Overview of the query process
Additionally, queries such as ‘What genetic variants have been identified in patients without childhood-onset chronic diarrhea?’ will return those genetic variants for patients with asserted absence of childhood-onset chronic diarrhea, that is, the genetic variant p.R395C (patient 564385–1) in Figure 1. But, it will not include those patients for which there is unknown or missing information (open-world assumption); that is, it will say “Do not know” for the genetic variants c.844 + 1 G- > T y p.Q525X, unless a blank is interpreted as ‘not (childhood-onset chronic diarrhea)’.
Data and knowledge sources
Patient Datasets: The complete and detailed patient dataset published on a PhD dissertation written in Spanish  was used in our approach. Currently, these data are also available in English in a more summarized form . These patient data originated from a thorough collaborative clinical and genetic study on CTX carried out at the Hospital Ramón y Cajal (Madrid) and the Fundación Pública Galega de Medicina Xenómica (Santiago de Compostela) in Spain.
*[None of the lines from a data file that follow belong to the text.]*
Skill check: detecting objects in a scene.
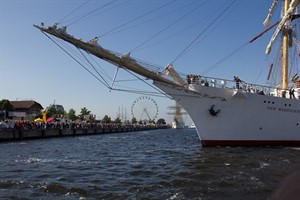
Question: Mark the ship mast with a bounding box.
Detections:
[281,0,289,92]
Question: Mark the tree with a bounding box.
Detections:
[114,117,122,124]
[102,115,111,123]
[131,117,137,124]
[0,99,14,119]
[156,118,166,124]
[79,107,91,120]
[47,106,57,117]
[66,108,77,121]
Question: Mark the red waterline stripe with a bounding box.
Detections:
[201,140,300,147]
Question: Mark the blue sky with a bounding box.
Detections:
[0,0,273,121]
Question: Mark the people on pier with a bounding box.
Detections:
[289,87,295,99]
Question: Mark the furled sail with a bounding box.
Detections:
[266,0,299,54]
[264,0,278,26]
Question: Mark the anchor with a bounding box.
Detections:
[208,104,220,117]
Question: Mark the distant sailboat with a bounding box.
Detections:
[35,0,300,146]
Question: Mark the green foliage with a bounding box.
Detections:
[156,118,166,124]
[66,108,77,121]
[102,115,111,123]
[114,117,122,124]
[131,117,137,124]
[0,99,14,119]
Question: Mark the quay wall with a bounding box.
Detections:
[0,126,169,142]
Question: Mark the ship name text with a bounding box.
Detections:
[268,106,300,114]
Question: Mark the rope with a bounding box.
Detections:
[67,1,114,26]
[58,0,90,23]
[99,0,198,37]
[98,0,177,37]
[43,32,107,87]
[130,2,206,53]
[171,0,235,64]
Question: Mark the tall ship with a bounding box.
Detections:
[34,0,300,146]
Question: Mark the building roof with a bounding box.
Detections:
[9,101,43,109]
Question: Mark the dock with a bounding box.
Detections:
[0,125,169,142]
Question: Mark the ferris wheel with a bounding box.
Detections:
[131,96,158,121]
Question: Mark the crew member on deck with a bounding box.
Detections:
[289,87,295,99]
[233,76,241,89]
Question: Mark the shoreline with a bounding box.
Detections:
[0,126,169,143]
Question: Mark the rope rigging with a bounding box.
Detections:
[171,0,236,64]
[63,1,123,26]
[98,0,177,37]
[99,0,198,37]
[57,0,90,24]
[130,2,206,52]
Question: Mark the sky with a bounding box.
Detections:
[0,0,282,124]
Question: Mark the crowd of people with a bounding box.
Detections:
[0,120,164,130]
In brief, 25 patients from 19 families were thoroughly studied through personal examination of the patients and their medical records by the authors (BP, AJE, MJS). Detailed clinical history data, neurological signs, neurophysiologic, biochemical and neuroimaging data were collected in extensive table and text format.
Text-based resources: Two text-based resources from highly reliable web sites were searched in our approach, the OMIM clinical synopsis (http://www.ncbi.nlm.nih.gov/omim/213700?dopt=Synopsis; ) and the Summary, Diagnosis and Clinical Description sections of GeneReviews (http://www.ncbi.nlm.nih.gov/bookshelf/br.fcgi?book=gene&part=ctx), both of them containing known phenotype manifestations of CTX.
Terminology systems: The Unified Medical Language System (UMLS¸ http://umlsks.nlm.nih.gov ) Metathesaurus was chosen to codify the relevant CTX terminology extracted from the text-based resources.
Domain ontologies: Two web sites actively used in biomedical communities, the NCBO Bioportal (http://bioportal.bioontology.org; ) and the OBO Foundry (http://www.obofoundry.org; ), were accessed to search ontologies and terminologies in the specific domain of CTX.
CTX phenotype-genotype relationships are represented in the Semantic Web Layer via a patient data model expressed in terms of a CTX phenotype ontology. We developed this ontology following the reuse-based methodology NeOn , thanks to the current availability of ontological and terminological resources that have reached some consensus in biomedicine. Although NeOn is focused on collaboratively building ontology networks, it is currently the only one covering complex scenarios with reuse of ontological and non-ontological resources. Initially, a set of use cases describing phenotype-genotype bidirectional relationships and query support were specified in order to determine the content of our ontology. Thus, the ontology should represent CTX phenotypes, genetic variants, and bidirectional relationships between them. Next, we developed the CTX ontology carrying out several activities proposed by the NeOn methodology: extracting the CTX terminology, assessing the publicly available resources, reusing and reengineering the selected resources. The ontology was developed using the Web Ontology Language (OWL)  and Protégé-OWL 3.4 .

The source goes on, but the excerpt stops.